Je viens de refermer ce livre, de quitter La route. Et ce que j’en ressens va plutôt à l’encontre de mes goûts habituels. Moi qui d’ordinaire aime bien savoir où l’on m’entraîne, qui habituellement n’aime pas être ballotée tout au long d’un roman sans savoir à la fin le pourquoi du comment, j’ai beaucoup aimé, ici, ne rien savoir. La plongée dans ce road movie à pied et en caddie ne ressemble à rien que j’ai lu jusqu’alors. De l’homme et de son fils, on ne sait rien : ni leur nom, ni leur âge, ni d’où ils viennent. On ignore tout, également, de ce qui s’est passé à plus grande échelle. McCarthy nous en expose seulement les conséquences : des villes abandonnées et une nature complètement dévastée. Les très rares survivants cherchent des denrées, essaient de s’accrocher. A quoi ? Quel espoir peut-il encore y avoir dans cette désolation ? La motivation de l’homme et du petit, comme ils sont appelés dans le roman, fait partie des multiples inconnues qui posent le cadre de lecture. Que cherchent-ils ? Depuis combien de temps avancent-ils ainsi ? C’est sans repères que, comme eux, on traverse cette route. Aucune référence précise aux contrées traversées, aux personnes rencontrées, au temps qui s’écoule.

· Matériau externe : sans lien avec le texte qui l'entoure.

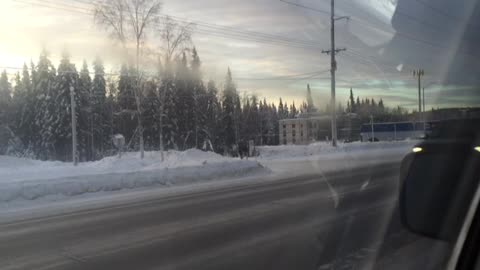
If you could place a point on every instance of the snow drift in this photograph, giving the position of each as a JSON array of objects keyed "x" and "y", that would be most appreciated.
[{"x": 32, "y": 179}]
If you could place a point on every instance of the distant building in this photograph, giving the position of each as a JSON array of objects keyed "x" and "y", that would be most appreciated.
[
  {"x": 303, "y": 130},
  {"x": 312, "y": 127}
]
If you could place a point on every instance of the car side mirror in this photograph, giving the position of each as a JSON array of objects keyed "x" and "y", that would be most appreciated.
[{"x": 437, "y": 188}]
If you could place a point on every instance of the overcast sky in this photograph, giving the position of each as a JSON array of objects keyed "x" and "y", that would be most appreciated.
[{"x": 378, "y": 61}]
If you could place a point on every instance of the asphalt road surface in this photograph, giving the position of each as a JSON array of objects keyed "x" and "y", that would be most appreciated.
[{"x": 341, "y": 220}]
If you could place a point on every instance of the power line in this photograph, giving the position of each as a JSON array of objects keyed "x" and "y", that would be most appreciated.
[{"x": 401, "y": 34}]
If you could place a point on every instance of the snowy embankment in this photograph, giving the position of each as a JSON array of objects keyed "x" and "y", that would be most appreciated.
[
  {"x": 322, "y": 157},
  {"x": 31, "y": 179}
]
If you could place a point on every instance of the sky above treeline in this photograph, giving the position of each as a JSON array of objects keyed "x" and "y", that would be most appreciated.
[{"x": 274, "y": 48}]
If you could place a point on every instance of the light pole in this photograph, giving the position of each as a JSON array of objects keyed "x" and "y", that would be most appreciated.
[{"x": 74, "y": 126}]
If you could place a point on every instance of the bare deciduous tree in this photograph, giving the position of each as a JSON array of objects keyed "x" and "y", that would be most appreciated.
[
  {"x": 175, "y": 39},
  {"x": 128, "y": 21}
]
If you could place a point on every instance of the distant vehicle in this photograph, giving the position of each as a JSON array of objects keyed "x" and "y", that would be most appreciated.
[{"x": 393, "y": 131}]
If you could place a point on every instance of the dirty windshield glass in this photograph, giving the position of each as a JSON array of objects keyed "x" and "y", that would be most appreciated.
[{"x": 215, "y": 134}]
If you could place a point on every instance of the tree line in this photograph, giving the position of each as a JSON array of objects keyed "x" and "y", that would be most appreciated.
[{"x": 179, "y": 110}]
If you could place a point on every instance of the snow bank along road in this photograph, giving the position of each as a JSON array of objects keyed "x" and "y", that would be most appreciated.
[
  {"x": 303, "y": 222},
  {"x": 30, "y": 180}
]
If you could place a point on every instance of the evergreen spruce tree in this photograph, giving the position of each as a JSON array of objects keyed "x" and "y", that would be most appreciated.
[
  {"x": 309, "y": 107},
  {"x": 85, "y": 120},
  {"x": 127, "y": 108},
  {"x": 60, "y": 121},
  {"x": 228, "y": 113},
  {"x": 353, "y": 107},
  {"x": 5, "y": 99},
  {"x": 100, "y": 114},
  {"x": 44, "y": 109}
]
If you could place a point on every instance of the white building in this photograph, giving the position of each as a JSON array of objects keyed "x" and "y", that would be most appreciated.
[{"x": 303, "y": 130}]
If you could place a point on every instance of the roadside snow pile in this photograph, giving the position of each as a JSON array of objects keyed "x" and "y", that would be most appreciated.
[
  {"x": 32, "y": 179},
  {"x": 325, "y": 150}
]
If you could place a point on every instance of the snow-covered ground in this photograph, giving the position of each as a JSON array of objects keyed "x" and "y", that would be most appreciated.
[
  {"x": 30, "y": 180},
  {"x": 321, "y": 157}
]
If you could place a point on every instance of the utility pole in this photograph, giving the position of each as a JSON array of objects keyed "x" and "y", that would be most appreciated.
[
  {"x": 419, "y": 74},
  {"x": 74, "y": 126},
  {"x": 161, "y": 98},
  {"x": 424, "y": 116},
  {"x": 333, "y": 67},
  {"x": 373, "y": 132}
]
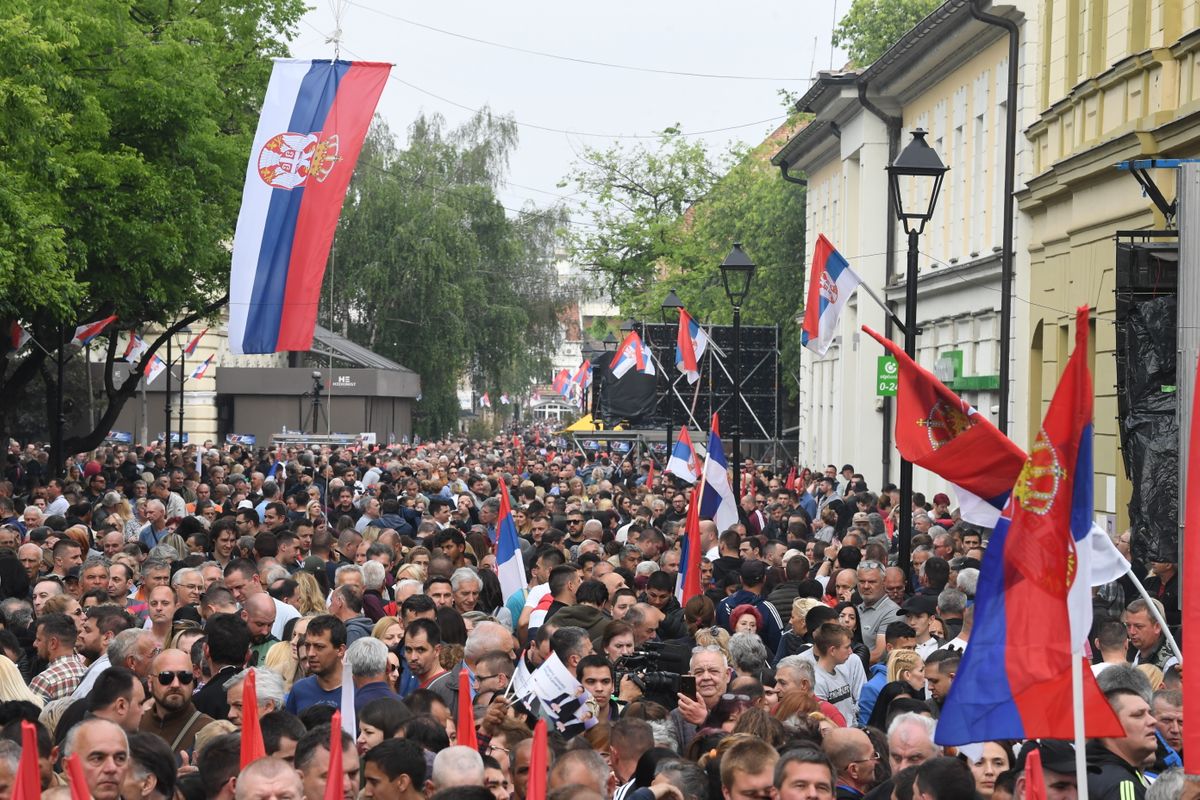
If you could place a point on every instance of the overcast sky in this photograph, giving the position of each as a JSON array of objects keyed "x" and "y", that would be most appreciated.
[{"x": 771, "y": 40}]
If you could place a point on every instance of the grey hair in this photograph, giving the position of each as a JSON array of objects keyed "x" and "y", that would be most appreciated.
[
  {"x": 372, "y": 575},
  {"x": 10, "y": 755},
  {"x": 124, "y": 644},
  {"x": 178, "y": 578},
  {"x": 969, "y": 579},
  {"x": 952, "y": 600},
  {"x": 1168, "y": 786},
  {"x": 165, "y": 553},
  {"x": 463, "y": 575},
  {"x": 69, "y": 744},
  {"x": 268, "y": 685},
  {"x": 95, "y": 560},
  {"x": 748, "y": 653},
  {"x": 867, "y": 566},
  {"x": 799, "y": 665},
  {"x": 1125, "y": 679},
  {"x": 274, "y": 573},
  {"x": 349, "y": 567},
  {"x": 18, "y": 612},
  {"x": 456, "y": 765},
  {"x": 367, "y": 656},
  {"x": 915, "y": 720}
]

Le récit pourrait prendre place partout comme nulle part précisément. Malgré tout, on pousse le caddie, on bivouaque avec eux, vers on ne sait quoi. Mais on avance.

 

 

(Première lecture en point 2. J’aime j’aime j’aime ce livre beau, léger, qui rentre largement dans le sac à main, qu’on tient d’une main et d’une façon inhabituelle. La lecture est très agréable, la taille de la police bien adaptée. Je pense d’ailleurs sérieusement à m’en constituer un petit stock pour les vacances. Et puis gros coup de coeur pour la com’ autour du lancement de la marque vu au cinéma il y a quelques mois :

Seul petit bémol, pas de marque page intégré et du coup pas possible d’insérer une carte postale, trop grande, en guise de repère. Mais la fée marketing est passée par ). Ouf on a eu chaud !

 

 

Extrait (p106)

 

Ils repartirent vers l’est entre les arbres morts encore debout. Ils passèrent devant une vieille maison à pans de bois et traversèrent une route de terre. Une parcelle défrichée qui avait peut être été jadis un jardin potager. S’arrêtant de temps à autre pour écouter. L’invisible soleil ne projetait pas d’ombre. Ils débouchèrent brusquement sur la route et d’un signe de la main il arrêta le petit et ils s’accroupirent dans le fossé comme des lépreux et restèrent là à écouter. Pas de vent. Un silence de mort. Au bout d’un moment il se releva et s’avança sur la route. Il regarda derrière lui. Viens, dit-il. Le petit sortit du fossé et l’homme montra du doigt les empreintes dans la cendre là où le camion était passé. Le petit restait immobile, enveloppé dans la couverture les yeux baissés sur la route.